Lobel is the Senior Researcher and Director of the Stress and Reproduction (STAR) Lab, where her colleagues and graduate students are studying stress related to the COVID-19 pandemic and its effects on pregnant women and their babies. The COVID-19 Pregnancy Experiences (COPE) study aims to brings insight into how pregnant women used coping strategies during the pandemic. The STAR lab is also conducting research to improve identification of risk factors that may affect treatment and treatment outcomes among pregnant women, including those with opioid use disorder.

== Representative publications ==
- Lobel, M. (1994). Conceptualizations, measurement, and effects of prenatal maternal stress on birth outcomes. Journal of Behavioral Medicine, 17(3), 225–272.
- Lobel, M., Cannella, D. L., Graham, J. E., DeVincent, C., Schneider, J., & Meyer, B. A. (2008). Pregnancy-specific stress, prenatal health behaviors, and birth outcomes. Health Psychology, 27(5), 604–615.
- Lobel, M. & DeLuca, R. S. (2007). Psychosocial sequelae of cesarean delivery: review and analysis of their causes and implications. Social Science & Medicine, 64(11), 2272–2284.
- Lobel, M., DeVincent, C. J., Kaminer, A., & Meyer, B. A. (2000).
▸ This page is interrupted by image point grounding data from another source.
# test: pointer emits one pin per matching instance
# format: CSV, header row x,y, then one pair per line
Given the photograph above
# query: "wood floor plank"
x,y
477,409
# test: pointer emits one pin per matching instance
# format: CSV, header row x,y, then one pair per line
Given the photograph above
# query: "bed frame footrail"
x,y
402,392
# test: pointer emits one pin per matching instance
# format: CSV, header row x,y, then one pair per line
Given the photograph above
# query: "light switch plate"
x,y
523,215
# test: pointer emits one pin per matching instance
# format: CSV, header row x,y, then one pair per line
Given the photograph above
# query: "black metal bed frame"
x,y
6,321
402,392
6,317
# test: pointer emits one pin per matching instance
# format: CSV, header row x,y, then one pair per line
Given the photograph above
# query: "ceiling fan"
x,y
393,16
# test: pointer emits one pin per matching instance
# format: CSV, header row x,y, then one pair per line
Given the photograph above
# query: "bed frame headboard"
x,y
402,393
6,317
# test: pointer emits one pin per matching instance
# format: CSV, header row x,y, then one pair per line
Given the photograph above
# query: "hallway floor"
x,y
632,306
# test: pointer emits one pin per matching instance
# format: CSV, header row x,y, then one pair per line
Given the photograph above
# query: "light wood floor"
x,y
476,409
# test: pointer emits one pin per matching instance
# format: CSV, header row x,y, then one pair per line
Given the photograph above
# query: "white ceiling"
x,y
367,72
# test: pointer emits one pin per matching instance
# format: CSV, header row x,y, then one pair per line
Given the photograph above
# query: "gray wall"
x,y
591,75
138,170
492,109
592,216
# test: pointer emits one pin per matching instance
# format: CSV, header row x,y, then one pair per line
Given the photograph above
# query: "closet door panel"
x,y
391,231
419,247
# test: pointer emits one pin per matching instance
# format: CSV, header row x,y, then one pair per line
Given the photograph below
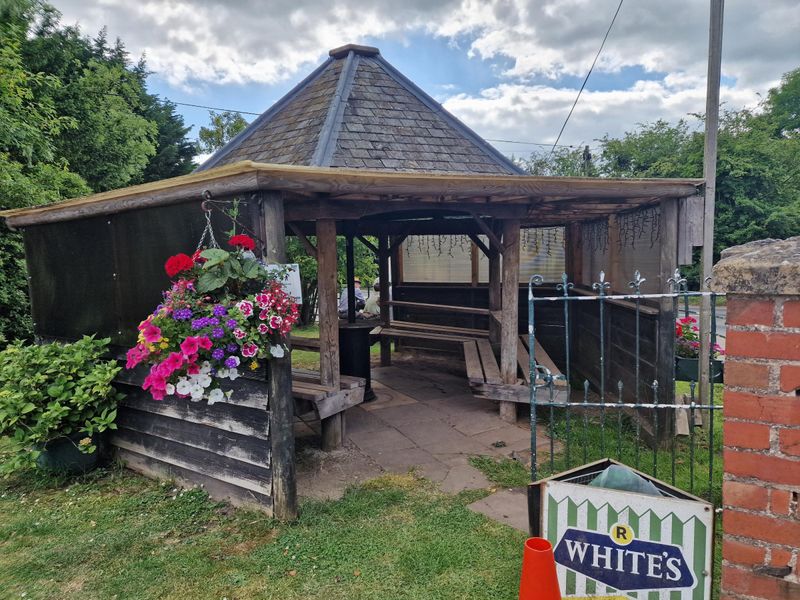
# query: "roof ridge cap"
x,y
449,118
263,118
329,133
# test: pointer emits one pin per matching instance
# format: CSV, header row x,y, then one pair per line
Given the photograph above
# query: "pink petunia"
x,y
151,333
136,355
245,307
190,346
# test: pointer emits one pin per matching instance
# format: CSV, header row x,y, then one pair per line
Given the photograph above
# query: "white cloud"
x,y
192,42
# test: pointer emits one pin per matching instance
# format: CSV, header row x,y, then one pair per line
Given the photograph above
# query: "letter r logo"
x,y
621,533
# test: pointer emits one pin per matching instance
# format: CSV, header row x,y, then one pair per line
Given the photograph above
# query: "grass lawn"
x,y
303,359
114,534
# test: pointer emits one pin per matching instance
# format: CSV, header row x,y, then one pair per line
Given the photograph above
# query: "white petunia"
x,y
215,395
183,387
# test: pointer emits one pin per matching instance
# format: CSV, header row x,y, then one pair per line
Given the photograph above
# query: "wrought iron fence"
x,y
639,426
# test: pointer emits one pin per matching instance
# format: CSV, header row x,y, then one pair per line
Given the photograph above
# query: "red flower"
x,y
245,242
177,264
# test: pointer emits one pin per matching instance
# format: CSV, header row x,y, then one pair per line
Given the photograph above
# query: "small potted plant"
x,y
687,352
225,310
56,400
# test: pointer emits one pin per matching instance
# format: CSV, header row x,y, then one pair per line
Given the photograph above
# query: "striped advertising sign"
x,y
615,544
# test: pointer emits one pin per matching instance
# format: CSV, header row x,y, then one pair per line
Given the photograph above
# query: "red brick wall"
x,y
761,518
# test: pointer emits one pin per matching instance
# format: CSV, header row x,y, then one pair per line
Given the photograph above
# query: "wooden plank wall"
x,y
620,329
224,447
620,344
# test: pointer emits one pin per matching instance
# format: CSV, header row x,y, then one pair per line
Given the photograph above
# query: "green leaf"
x,y
214,256
252,270
209,281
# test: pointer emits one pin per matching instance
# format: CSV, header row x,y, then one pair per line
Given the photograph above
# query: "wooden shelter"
x,y
355,150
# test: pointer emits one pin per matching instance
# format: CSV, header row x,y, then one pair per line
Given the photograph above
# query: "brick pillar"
x,y
761,439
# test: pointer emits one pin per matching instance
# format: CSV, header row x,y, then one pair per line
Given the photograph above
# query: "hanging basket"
x,y
688,369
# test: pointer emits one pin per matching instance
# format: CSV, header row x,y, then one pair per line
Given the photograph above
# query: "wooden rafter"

The impact of prenatal maternal stress and optimistic disposition on birth outcomes in medically high-risk women. Health Psychology, 19(6), 544–553.
- Lobel, M., Dunkel-Schetter, C., & Scrimshaw, S. C. (1992). Prenatal maternal stress and prematurity: a prospective study of socioeconomically disadvantaged women. Health Psychology, 11(1), 32–40.
- Taylor, S.E. & Lobel, M. (1989). Social comparison activity under threat: Downward evaluation and upward contacts. Psychological Review, 96 (4): 569–575.